Harold Bloom, crítico de arte e pesquisador, ao escrever sobre Hamlet, na obra Shakespeare – The invention of the Human¹, diz que ao vermos ou lermos o texto do dramaturgo inglês, logo percebemos que o príncipe da Dinamarca transcende a peça, ainda que, segundo ele “transcendência” não seja uma noção fácil para muitos de nós, “principalmente quando se trata de um contexto secular, como a dramaturgia shakespeariana”*, ele diz. Mas, “algo em Hamlet nos atinge como uma demanda (e uma providência) de evidências de uma esfera de algo além de nosso escopo de sentidos”. O autor usa o termo “desproporção” para caracterizar uma suposta distância entre o príncipe, Hamlet, e toda a peça de Shakespeare – “o fenômeno Hamlet” está enraizado na cultura ocidental e isso faz com que a dramaturgia que o provém seja menor, bem menor, do que ele mesmo.
São considerações semelhantes às de Bloom que esse Hamlet – Processo de Revelação, efetivamente, revela. A montagem é apresentada enquanto uma conversa: é por isso que as luzes da plateia não se apagam, é por isso que Emanuel Aragão pergunta as horas e uma porção de outras coisas ao público – pessoas, de início, assustadas e temerosas e, depois, aptas a dizer, no meio de peça, em alto e bom som, que se perderam na história, “talvez porque algumas pessoas se levantaram para sair”. Sim, o processo de revelação parece residir nisso: é processual, e a medida em que coisas são reveladas, debandar é, para alguns, inevitável. Revelação dói, revelação faz doer, a peça parece me dizer.

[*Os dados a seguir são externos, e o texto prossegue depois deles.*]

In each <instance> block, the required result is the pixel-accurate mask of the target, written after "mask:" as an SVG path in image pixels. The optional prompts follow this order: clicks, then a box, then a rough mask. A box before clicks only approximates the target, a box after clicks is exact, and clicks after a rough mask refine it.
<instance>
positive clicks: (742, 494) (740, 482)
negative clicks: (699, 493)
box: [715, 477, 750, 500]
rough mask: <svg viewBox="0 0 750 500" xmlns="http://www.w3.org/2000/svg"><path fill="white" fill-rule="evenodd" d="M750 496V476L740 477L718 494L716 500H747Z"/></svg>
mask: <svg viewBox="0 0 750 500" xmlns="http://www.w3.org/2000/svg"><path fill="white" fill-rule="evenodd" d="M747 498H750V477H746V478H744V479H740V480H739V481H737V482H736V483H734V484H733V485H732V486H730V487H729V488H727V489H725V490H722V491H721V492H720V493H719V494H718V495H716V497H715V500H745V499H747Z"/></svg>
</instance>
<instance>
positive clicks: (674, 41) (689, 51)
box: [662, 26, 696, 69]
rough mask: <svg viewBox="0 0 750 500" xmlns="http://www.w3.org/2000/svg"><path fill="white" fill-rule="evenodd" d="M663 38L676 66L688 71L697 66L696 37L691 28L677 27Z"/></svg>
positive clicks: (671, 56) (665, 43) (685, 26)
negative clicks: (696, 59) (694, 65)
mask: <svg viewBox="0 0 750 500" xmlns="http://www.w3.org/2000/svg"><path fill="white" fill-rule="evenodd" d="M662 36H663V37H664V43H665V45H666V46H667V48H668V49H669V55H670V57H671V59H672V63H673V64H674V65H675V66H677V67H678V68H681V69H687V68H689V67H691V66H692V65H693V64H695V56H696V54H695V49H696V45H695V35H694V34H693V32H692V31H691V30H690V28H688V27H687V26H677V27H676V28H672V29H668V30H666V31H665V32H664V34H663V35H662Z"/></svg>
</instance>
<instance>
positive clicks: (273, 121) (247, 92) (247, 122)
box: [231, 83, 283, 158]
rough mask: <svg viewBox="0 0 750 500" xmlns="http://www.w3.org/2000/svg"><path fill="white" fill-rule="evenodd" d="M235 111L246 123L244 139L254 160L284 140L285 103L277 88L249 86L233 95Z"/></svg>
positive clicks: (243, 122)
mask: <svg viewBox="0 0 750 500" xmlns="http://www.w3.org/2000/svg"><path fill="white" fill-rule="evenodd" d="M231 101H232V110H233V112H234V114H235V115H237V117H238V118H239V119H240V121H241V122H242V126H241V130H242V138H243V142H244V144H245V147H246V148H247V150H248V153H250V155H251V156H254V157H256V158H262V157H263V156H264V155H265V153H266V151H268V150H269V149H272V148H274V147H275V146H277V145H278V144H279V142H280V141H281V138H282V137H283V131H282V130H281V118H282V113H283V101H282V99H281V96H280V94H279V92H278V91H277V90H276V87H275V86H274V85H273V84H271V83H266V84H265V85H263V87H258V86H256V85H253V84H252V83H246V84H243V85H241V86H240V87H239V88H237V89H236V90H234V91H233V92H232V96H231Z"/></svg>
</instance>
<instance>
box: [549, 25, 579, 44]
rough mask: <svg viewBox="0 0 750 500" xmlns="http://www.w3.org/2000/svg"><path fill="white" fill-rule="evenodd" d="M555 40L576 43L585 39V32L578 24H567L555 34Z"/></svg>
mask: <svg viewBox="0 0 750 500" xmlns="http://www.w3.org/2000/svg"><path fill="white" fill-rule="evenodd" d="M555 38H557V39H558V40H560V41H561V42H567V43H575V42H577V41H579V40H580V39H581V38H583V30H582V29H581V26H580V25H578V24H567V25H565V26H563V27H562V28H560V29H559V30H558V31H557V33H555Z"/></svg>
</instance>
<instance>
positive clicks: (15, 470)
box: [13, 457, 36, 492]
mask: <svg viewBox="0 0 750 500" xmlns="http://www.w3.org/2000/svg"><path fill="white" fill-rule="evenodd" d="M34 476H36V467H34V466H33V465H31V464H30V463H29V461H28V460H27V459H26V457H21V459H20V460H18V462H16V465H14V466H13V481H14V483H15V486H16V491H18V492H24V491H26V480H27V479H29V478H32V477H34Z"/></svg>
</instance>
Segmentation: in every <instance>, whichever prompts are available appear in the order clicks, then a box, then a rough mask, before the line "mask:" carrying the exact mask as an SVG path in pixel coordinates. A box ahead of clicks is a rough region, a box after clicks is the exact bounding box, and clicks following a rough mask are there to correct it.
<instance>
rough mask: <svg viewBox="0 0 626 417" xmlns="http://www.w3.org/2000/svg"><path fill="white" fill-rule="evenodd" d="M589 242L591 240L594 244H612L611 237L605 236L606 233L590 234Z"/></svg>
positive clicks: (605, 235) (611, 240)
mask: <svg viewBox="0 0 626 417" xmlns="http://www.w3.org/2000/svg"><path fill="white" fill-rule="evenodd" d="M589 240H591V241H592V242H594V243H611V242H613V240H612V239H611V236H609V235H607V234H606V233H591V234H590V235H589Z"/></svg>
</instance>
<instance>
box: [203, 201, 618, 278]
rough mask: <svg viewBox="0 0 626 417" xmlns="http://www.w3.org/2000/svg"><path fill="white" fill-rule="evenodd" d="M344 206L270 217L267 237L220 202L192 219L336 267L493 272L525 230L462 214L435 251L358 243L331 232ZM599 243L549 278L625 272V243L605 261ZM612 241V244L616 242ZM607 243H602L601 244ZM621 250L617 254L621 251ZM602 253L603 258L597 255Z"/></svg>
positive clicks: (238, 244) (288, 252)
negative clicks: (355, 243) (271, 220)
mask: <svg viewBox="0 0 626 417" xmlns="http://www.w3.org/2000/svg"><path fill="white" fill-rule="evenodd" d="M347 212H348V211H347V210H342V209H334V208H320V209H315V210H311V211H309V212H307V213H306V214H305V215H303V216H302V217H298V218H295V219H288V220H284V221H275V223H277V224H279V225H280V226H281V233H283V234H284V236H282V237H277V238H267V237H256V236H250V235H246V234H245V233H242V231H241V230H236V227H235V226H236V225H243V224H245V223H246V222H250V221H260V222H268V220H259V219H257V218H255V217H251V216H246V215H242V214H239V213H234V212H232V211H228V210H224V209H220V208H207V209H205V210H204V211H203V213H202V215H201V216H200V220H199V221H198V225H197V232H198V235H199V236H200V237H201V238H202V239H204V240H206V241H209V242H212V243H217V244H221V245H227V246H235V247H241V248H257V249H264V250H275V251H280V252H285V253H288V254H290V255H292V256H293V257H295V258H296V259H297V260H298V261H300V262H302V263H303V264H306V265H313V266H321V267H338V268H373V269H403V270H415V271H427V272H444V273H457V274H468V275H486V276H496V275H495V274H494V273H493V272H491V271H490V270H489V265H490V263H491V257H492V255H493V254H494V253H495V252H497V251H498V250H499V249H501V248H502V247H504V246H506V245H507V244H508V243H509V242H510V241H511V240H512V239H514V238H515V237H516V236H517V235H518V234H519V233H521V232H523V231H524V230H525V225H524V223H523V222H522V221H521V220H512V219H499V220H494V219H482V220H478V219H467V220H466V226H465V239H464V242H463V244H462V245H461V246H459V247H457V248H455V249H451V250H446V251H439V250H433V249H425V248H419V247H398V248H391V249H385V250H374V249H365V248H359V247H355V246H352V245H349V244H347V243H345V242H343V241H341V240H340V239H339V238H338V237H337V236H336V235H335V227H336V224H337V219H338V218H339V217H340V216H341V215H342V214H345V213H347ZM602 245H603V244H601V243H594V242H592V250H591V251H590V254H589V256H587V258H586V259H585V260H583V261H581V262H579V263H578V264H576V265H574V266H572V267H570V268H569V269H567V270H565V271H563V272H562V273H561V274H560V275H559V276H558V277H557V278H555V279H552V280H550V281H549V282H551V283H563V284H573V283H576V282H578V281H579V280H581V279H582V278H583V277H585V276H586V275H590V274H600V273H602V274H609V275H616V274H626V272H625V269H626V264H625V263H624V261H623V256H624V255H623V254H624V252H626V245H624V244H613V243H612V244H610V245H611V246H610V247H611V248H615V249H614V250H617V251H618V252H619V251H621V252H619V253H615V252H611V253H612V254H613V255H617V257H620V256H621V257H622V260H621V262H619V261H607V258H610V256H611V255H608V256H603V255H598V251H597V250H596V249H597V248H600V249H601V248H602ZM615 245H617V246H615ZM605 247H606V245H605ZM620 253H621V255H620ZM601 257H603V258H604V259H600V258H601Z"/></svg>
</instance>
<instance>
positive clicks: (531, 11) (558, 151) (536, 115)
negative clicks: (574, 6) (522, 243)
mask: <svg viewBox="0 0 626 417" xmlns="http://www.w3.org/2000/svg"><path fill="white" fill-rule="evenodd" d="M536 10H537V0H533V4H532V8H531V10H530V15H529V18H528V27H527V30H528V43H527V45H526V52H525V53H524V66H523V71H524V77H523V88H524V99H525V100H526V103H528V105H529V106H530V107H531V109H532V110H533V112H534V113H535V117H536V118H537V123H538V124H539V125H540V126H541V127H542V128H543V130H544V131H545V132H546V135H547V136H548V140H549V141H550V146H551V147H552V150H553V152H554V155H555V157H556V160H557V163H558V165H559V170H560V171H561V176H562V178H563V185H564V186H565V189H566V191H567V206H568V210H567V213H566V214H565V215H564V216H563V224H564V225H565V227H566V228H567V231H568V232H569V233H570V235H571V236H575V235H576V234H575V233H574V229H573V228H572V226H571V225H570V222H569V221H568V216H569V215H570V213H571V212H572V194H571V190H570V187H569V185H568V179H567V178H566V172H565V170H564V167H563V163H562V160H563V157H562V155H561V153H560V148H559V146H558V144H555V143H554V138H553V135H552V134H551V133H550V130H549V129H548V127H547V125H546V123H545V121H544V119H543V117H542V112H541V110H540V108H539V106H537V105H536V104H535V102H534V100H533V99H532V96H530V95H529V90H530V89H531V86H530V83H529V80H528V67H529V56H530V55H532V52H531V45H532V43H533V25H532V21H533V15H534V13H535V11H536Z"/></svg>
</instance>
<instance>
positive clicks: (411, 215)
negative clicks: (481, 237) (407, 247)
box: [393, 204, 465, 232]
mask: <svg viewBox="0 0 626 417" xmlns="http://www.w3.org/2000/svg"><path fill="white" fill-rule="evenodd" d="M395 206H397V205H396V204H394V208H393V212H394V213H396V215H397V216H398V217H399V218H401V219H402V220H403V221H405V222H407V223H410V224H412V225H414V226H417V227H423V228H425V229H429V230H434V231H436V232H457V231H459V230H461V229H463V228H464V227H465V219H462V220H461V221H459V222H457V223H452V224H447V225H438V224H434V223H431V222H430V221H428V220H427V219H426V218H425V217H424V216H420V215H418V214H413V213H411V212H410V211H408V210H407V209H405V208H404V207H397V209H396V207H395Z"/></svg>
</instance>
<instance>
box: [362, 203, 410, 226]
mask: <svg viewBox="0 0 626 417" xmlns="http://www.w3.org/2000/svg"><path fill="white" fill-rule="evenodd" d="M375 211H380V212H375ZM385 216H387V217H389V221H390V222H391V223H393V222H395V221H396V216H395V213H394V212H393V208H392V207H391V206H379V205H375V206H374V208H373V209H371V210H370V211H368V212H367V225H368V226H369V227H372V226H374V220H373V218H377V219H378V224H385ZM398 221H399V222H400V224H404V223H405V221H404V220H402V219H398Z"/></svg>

A abrangência da narrativa de Hamlet, bem como uma identificação complexa e entranhosa, é o que torna possível, talvez, que a tragédia de vingança seja inteiramente desconstruída. Mais do que recursos interpretativos – ofertar uma nova tradução, apresentar pontos de discordância frente a outras leituras da obra – a peça constitui-se como um entrecruzamento de narrativas. São várias, de fato.
A performatividade existente em se apresentar um Hamlet, ao mesmo tempo, comentado, analisado e, ainda, em diferentes nuances e intensidades, interpretado, torna a peça uma experiência coletiva radical.
A autobiografia (ou, ainda, a autoficção) é o elemento que permite que aquele príncipe, das quatro mil linhas de Shakespeare, seja esse intérprete, bem aqui, na minha frente. E não só: a história pessoal dele, desse homem, é um convite para que, no menor espaço possível, eu também encaixe a minha vivência de príncipe da Dinamarca. Dada a intersecção entre as histórias, ainda são incluídas outras, a medida que a rede de significação, que tem como polo a dramaturgia de Shakespeare, atinge terrenos e contextos outros. A invenção da humanidade parece conter, também, a reinvenção dela. Faz sentido, ainda, outra vez, mais uma vez, a tragédia secular – e, mais do que isso, o espetáculo também nos faz ver que é possível, ainda, outra vez, mais uma vez, uma nova leitura.
A performatividade existente em se apresentar um Hamlet, ao mesmo tempo, comentado, analisado e, ainda, em diferentes nuances e intensidades, interpretado, torna a peça uma experiência coletiva radical – não só porque estamos expostos e falando alto, radicalidade suficiente para um público acostumado ao breu, mas porque nos é exigida uma concentração analítica: “vem comigo” o ator parece dizer, incessantemente, “isso tudo é sobre nós”.
E as pessoas vão. Há lágrimas, aqui e ali. Isso porque, talvez, elas estejam descobrindo que uma peça de teatro também pode falar, assim, declaradamente, sobre coisas. A ficção, a qual muitas esperavam ver, dá lugar para a discussão às claras e, oh!, ela tem a sua força! As sensações de Hamlet, quando enunciadas, promovem no espectador um movimento iniciado no palco – para falar de uma dramaturgia secular eu irei, antes, contar uma breve história minha. Para falar sobre geografias e humanos distantes no espaço e no tempo, eu irei me referir a esse exato momento que, juntos, estamos construindo. Teatro, brutal, com as luzes de serviço acesas.
SERVIÇO | Hamlet – Processo de Revelação
Quem: Coletivo Irmãos Guimarães;
Onde: Sesc da Esquina | Rua Visconde do Rio Branco, 969;
Quando: 24 de março, quinta, às 21h;
Quanto: R$70 e R$35 (meia) + taxas.
¹ BLOOM, Harold. Shakespeare: the invention of the human. New York: Riverhead Books, 1999
*As traduções apresentadas nesse texto foram feitas pelo autor, isto é, não são oficiais.